Just take North Bay Brewery as an example. In 2010, craft beer enthusiasts James Holt, Robert Watkins, and Ron Holt created a brewery-tour company that quickly grew into a thriving venture. But when it came to scaling their operations, they found it challenging to sustain the same level of success.
So if you're ever stuck in a rut or facing a problem that you're not quite sure how to solve, just remember — the best small businesses have been in this exact scenario. Perseverance and creative problem-solving are key. The following stories from North Bay Brewery Tours, wildlife tour operator Point Reyes Safaris, and food experience merchant Chow SF showcase why.
1. The struggles of scaling
"When we started, Rob, Ronnie, and I were able to be on every single outing that our bus made," says James of North Bay Brewery Tours. "Since we were utilizing our personal experience and contacts in the beer industry, we knew that having one of us on board would make for an educational and fun tour."
But as the popularity of the business continued to grow, James, Robert, and Ron found themselves in a dilemma: they needed to grow the company and hire more employees, while also maintaining the same level of quality and experience they'd been personally providing.
"Our headache grew when it first became a reality that logistically, we would need to teach others to become rockstar tour guides," says Holt. But they worried: "How do you teach someone to know the people we know, share the knowledge and jokes and stories we want our customers to hear, and keep groups entertained, served, and safe?"
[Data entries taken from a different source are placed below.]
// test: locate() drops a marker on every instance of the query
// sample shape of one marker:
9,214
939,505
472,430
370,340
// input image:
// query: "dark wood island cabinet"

Their solution: scaling slowly. The team started by hiring friends and acquaintances in the industry. Over time, the company created a training and on-boarding process to help new team members learn quickly. And it paid off. "They all found a unique voice and perspective," says Holt. "Every tour is a truly unique and different experience, and the number of return customers we see is a testament to that," says James.
Focus on empowering your employees. Give them some freedom to take the reigns and let their personalities shine. Hire a passionate and dedicated team, and give them a chance to lead. To preserve the quality of your experiences and brand as you scale up, consider creating the following tools:
- A training manual and on-boarding process for new hires.
- A one-pager about the history of your business and how it all began to get new hires up to speed. (They should be prepared in case a customer asks.)
- A "cheat sheet" with fun facts for new tour guides to share.
- A customer feedback survey that new guides can use to guide their learning processes.
2. The ability to embrace unpredictable conditions without stressing
Wildlife photographer and tour operator Daniel Dietrich has spent years perfecting his wildlife tour — understanding animal patterns related to hunting, grazing, and sleeping. "Wildlife is unpredictable," says Dietrich, owner of Point Reyes Safaris. "There is no schedule. So there is always that nervousness before each safari. I think I will always have that nervousness."
Even though he "does his homework," he's still nervous about each and every tour. But Dietrich explains that the best solution for this nervousness is confidence in his passion, capabilities, and work. He has spent years of his life getting to know the wildlife in Point Reyes Park and remains committed to nature — he will never use bait, lures, calls, or any other method of manipulating an animal.
"I've put in an incredible amount of time understanding the wildlife my clients hope will see," says Dietrich. "And so far, so great."
There will always be unpredictability for outdoor businesses. Be prepared by taking these steps:
- Have customers sign waivers, and let them know if there's a chance that a tour will be canceled.
- Create a back-up plan (if possible).
- Establishing a network of partners and fellow tour operators. In case bad weather or conditions force you to cancel, you can offer your customers a referral to another opportunity.
3. Acquiring customers and making sure every empty seat is filled
When Andrew Friedland and his team launched Chow SF, an upscale cooking class in San Francisco, he thought it would be easy to fill classes of 40+ people. But despite investing heavily in promotional programs when Chow SF launched in early 2015, customers weren't coming.
"Based on all my previous experiences and my team's market intelligence, I was confident that there was pent-up demand for upscale chocolate and cheese-making classes," says Andrew. "We have a value proposition that no other cooking course can offer in that we work with chefs who are renowned in their fields."
Instead of giving up in frustration, Andrew and his team decided to streamline their customer acquisition process. Rather than making multiple direct sales, the team is now finding opportunities to drive more sign-ups from fewer sales. In addition to featuring his classes on ZOZI's consumer platform, the company drives sales through private groups and corporate team-building events.
"In starting a company from scratch and with limited resources, it's very challenging to get the word out and drive demand," says Andrew. "We have to be as smart about our sales as possible."
If you're struggling with customer acquisition, here are a few tactics you can try:
- Partner with a local tourism board.
- Target companies or groups rather than individual consumers.
If you have something to worry about, you're on the right path. All successful businesses face challenges — and these moments will only make you stronger. Rely on the experiences of others to learn as you go. Focus on learning and implementing solutions. So long as you're growing, you'll be successful.